Appellate Court Revives Medicare Secondary Payer Act Suits by Collection Agents

By Jim Sams | September 9, 2020

A federal appellate panel’s ruling opens the floodgates for hundreds of lawsuits filed by collection agents that are seeking billions of dollars in double damages from insurance carriers that are accused of failing to pay for care that ended up being provided by Medicare and Medicaid.

The 11th Circuit Court of Appeals decided that the Medicare Secondary Payer Act gives MSP Recovery Claims and MSAP Claims the right to pursue claims that were assigned to them by managed care organizations that contracted with Medicare Advantage Plan insurers. In a consolidated case, the panel vacated decisions by two District Court judges in Miami that collection agents have no standing under the act.

“This is historical. Period,” said attorney John H. Ruiz, founder of MSP Recovery. He said the ruling will allow his firm and other collection agents to continue to pursue hundreds of lawsuits that have been filed seeking recoveries “in the billions.”

“This latest decision pretty much solidifies everything I set out to accomplish,” Ruiz said.

The decision is part of a series of rulings that together are making the Medicare Secondary Payer Act a major headache for insurers. In February, the 11th Circuit ruled that parties that bring private causes of action against carriers for violating the Medicare Secondary Payer Act don’t have to comply with the three-year notice requirement that applies when Medicare itself seeks recovery from an insurer that had been ordered to pay for medical care or agreed to in a legal settlement.

Ruiz said his firm has spent $150 million in investor’s money to build a database going back 13 years that includes 25 million individuals who received care from Medicare of Medicaid that should have been paid by private carriers. He said he learned while practicing personal injury law in Miami that health care providers did not understand their rights under the Medicare Secondary Payer Act, so he developed an algorithm to identify medical care that was paid by Medicare and Medicaid for beneficiaries whose care should have been provided by auto, workers’ compensation and liability insurers.

MSP Recovery’s website shows 114 Medicare Secondary Payer Act putative class-action lawsuits have been filed in state and federal court. Ruiz said more will be coming.

The Medicare Secondary Payer Act allows Medicare or other parties to collect double damages by showing that Medicare paid medical bills that an insurance carrier should have paid. A body of case law has established that Medicare Advantage Organizations — which contract with the government to provide care at fixed prices — enjoy the same right of recovery.

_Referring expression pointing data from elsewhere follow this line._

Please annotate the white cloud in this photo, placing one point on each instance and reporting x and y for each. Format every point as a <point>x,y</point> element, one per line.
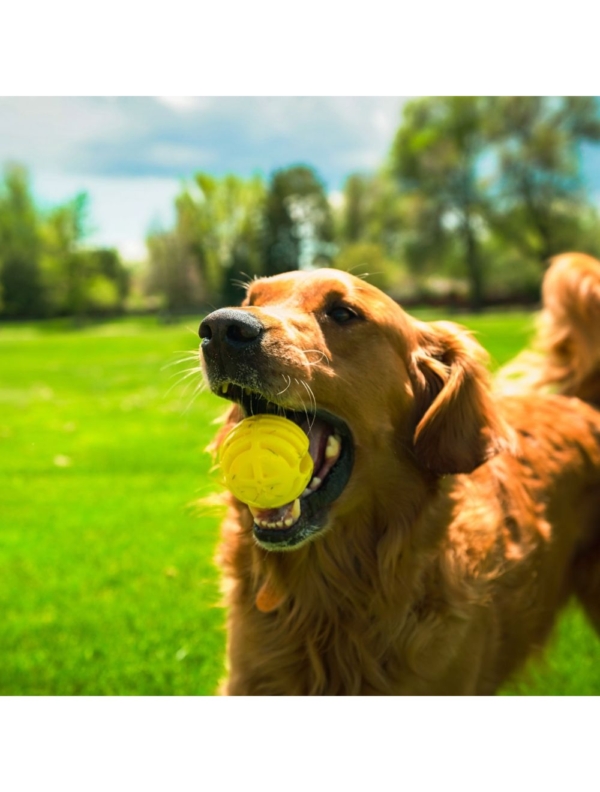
<point>122,210</point>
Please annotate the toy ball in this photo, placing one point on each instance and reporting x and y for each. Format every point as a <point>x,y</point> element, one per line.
<point>265,461</point>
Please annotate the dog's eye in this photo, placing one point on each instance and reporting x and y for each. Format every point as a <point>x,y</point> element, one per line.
<point>341,314</point>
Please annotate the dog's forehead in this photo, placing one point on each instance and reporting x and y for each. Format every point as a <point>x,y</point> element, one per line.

The case decided by the 11th Circuit on Friday involved managed care organizations that contracted with Medicare Advantage plans to provide care at capitated rates, meaning a fixed amount for each person covered, no matter how much treatment is required. The court called such companies, often physician groups, “downstream organizations.” The crux of issue for the consolidated cases before the appellate panel was whether collection agents that have been assigned rights by downstream organizations can collect double damages.

MSP Recovery and MSAP Claims had filed suit for monies allegedly owed by Ace American Insurance Co., Auto-Owners Insurance Co., Southern-Owners Insurance Co., Owners Insurance Co., Travelers Casualty and Surety Co., and Liberty Mutual Fire Insurance Co.

The 11th Circuit said it gave deference to arguments presented in an amicus curiae brief filed by the U.S. Department of Health and Human Services. The panel noted that the act was touted as a cost-saving measure when it was signed into law by President Ronald Reagan in 1986. It was intended to “incentivize” private actors to protect the government’s interests.

“Allowing downstream actors who have directly paid beneficiaries’ medical bills or reimbursed an MAO to recoup damages would plainly benefit the Medicare Advantage system,” the court said. “It would enable downstream actors to avoid costs that, under the Medicare Secondary Payer Act, should be borne by primary payers, not actors within the Medicare Advantage system.”

The decision didn’t give MSP Recovery everything it wanted. The 11th Circuit agreed with the district court that its lawsuits were incorrectly pleaded, but it reversed the decision to dismiss those cases with prejudice, meaning MSP can amend its lawsuit and try again.

Heather Sanderson, chief legal counsel for the Franco Signor consulting firm in Bradenton, Florida, said the decision creates more potential liability for insurers, even though it is limited in scope. She said the decision applies to managed care organizations that were paid directly by Medicare beneficiaries. In most cases, the Medicare Advantage Organization makes those payments itself.

“It’s a relatively small segment of potential plaintiffs,” she said.

Still, Sanderson said the decision is concerning because there is no deadline to file claims. She said the government does not divulge the identities of persons who are enrolled in Medicare Advantage Plans, so insurers are often not aware when they approve a settlement that the insured person is Medicare beneficiary. Medicare covers people who receive Social Security disability benefits, so it’s not as simple as checking the person’s age, she said.

“They can forever file a private claim action, thats where I think the court is lacking logic,” Sanderson said.

She said her firm supports legislation in Congress that would require Medicare to identify to insurers beneficiaries enrolled in Medicare Advantage plans.